Fuck a duck, the harbour was gone. And not just the goddamned harbour, the whole bleedin’ island. He grabbed hold of the steering wheel to steady himself, suddenly becoming aware of the boat rocking gently beneath him, and looked around. All he could see was clear blue sky and deep blue sea, with a couple of white sails on the horizon. But apart from that they were in the middle of nowhere. Alone.
‘Off! Off! Off!’ the girl – Sky, that was her name, right? – started shouting. She was swimming five yards from the boat, grinning across at him, her wet face and hair glistening in the sun.
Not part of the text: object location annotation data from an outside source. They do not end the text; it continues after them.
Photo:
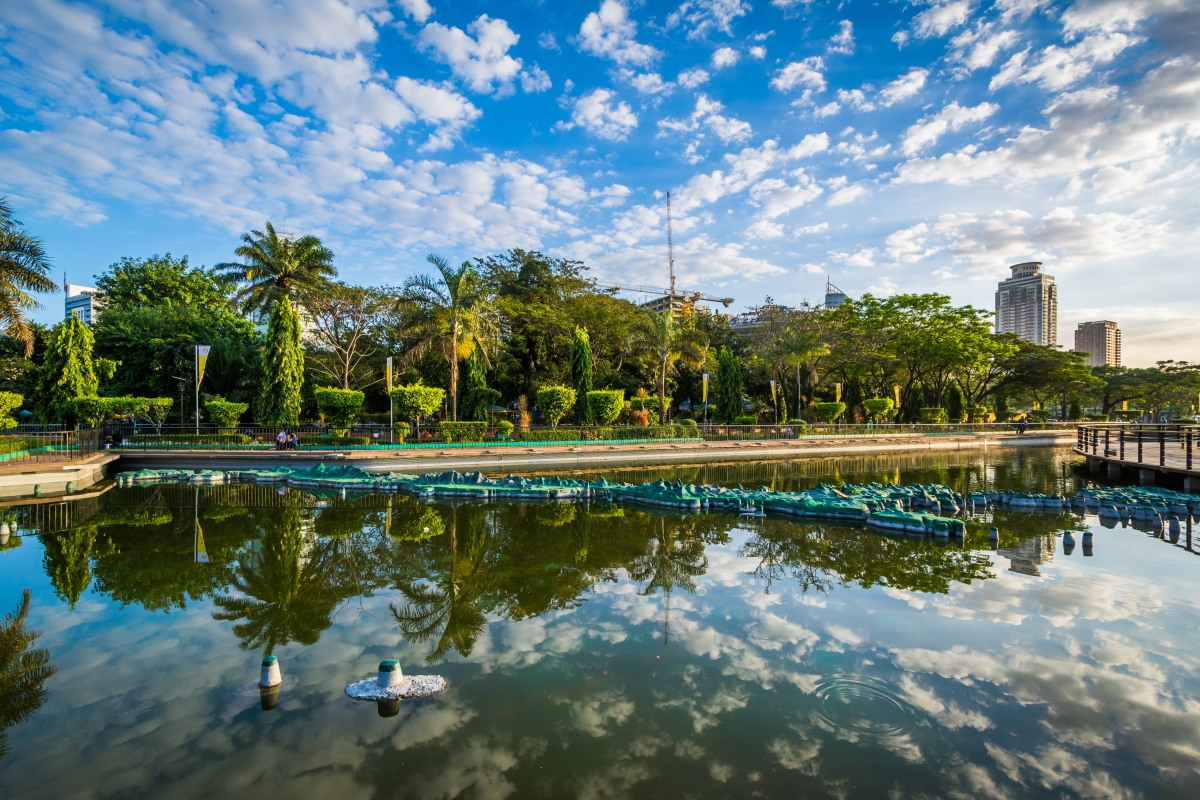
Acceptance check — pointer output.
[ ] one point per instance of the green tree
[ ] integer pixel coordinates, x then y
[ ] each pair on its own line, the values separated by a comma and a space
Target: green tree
23, 268
282, 367
666, 342
729, 388
23, 671
450, 314
275, 268
581, 374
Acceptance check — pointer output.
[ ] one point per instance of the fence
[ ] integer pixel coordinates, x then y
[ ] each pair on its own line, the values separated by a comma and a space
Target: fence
43, 446
372, 437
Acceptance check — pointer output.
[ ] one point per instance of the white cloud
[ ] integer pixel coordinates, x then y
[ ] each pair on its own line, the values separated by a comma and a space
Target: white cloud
597, 113
725, 56
844, 40
939, 19
483, 61
952, 118
702, 17
611, 34
808, 73
693, 78
419, 10
904, 86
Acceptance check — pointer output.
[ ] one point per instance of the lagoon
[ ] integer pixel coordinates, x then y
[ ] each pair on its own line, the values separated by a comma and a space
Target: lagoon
605, 651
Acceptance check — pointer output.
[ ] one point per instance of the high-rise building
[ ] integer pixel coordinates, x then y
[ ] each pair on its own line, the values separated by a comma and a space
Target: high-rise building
1027, 305
82, 301
1102, 343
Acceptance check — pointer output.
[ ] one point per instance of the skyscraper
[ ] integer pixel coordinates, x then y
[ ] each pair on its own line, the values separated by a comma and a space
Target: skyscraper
1102, 343
1027, 305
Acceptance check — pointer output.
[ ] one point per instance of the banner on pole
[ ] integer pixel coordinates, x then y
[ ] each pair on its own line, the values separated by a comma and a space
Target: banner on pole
202, 358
Well, in for a penny . . . He turned his back to her and stripped off, then walked over to the side railing and took a deep breath. Hardly his natural environment down there . . . and bloody hell it looked bottomless. Were there sharks in the Med? Jellyfish? Giant squid? Only one way to find out.
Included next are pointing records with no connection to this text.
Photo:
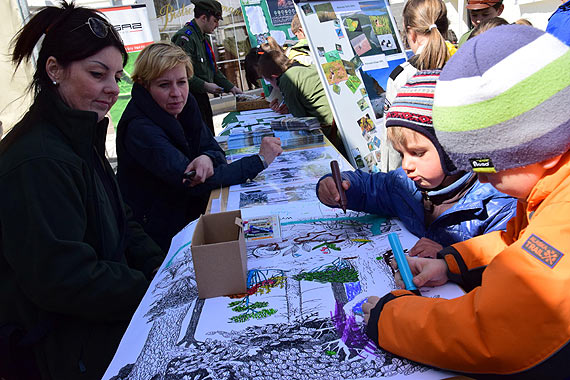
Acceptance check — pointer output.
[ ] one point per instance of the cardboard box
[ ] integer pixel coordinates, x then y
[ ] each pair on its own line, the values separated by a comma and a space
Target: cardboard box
219, 255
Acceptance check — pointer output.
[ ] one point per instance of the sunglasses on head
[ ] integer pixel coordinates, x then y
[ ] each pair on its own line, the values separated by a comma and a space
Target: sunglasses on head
99, 28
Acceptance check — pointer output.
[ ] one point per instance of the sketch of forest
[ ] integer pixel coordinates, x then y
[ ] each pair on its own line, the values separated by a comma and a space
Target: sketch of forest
300, 319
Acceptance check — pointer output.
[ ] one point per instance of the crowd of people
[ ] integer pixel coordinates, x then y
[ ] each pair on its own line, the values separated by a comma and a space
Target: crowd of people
481, 136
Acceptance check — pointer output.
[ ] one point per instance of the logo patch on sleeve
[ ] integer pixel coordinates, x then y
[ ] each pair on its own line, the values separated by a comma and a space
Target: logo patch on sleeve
542, 250
482, 165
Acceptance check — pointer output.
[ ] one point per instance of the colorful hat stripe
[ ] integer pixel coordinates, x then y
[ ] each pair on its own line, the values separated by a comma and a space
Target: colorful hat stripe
494, 112
502, 76
530, 92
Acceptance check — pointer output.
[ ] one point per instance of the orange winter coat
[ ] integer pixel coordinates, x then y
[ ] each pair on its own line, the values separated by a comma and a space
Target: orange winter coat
516, 318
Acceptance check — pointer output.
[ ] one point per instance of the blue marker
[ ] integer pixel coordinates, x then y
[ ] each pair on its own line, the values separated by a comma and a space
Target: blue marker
403, 265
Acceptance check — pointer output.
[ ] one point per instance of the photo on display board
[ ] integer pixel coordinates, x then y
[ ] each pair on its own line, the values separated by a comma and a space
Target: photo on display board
335, 72
325, 12
281, 11
307, 9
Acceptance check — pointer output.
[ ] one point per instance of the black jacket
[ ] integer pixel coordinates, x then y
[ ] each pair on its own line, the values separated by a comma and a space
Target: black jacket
71, 259
153, 150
The water hit him like a sledgehammer. He surfaced, gasping, to see Sky already swimming across to join him.
‘Isn’t it glorious?’ she said.
‘Er, yeah . . .’ He was trying to be a gentleman and not look down, or too obviously, anyway. Well, hell, he was trying, at least.
‘You certainly look refreshed. I told you that pill would work.’
‘I took a pill?’ No wonder he couldn’t remember.
‘We both did but don’t worry, it was just Valium. I didn’t actually tell you it was a Valium, I just said it would sort out your headache, which of course it did.’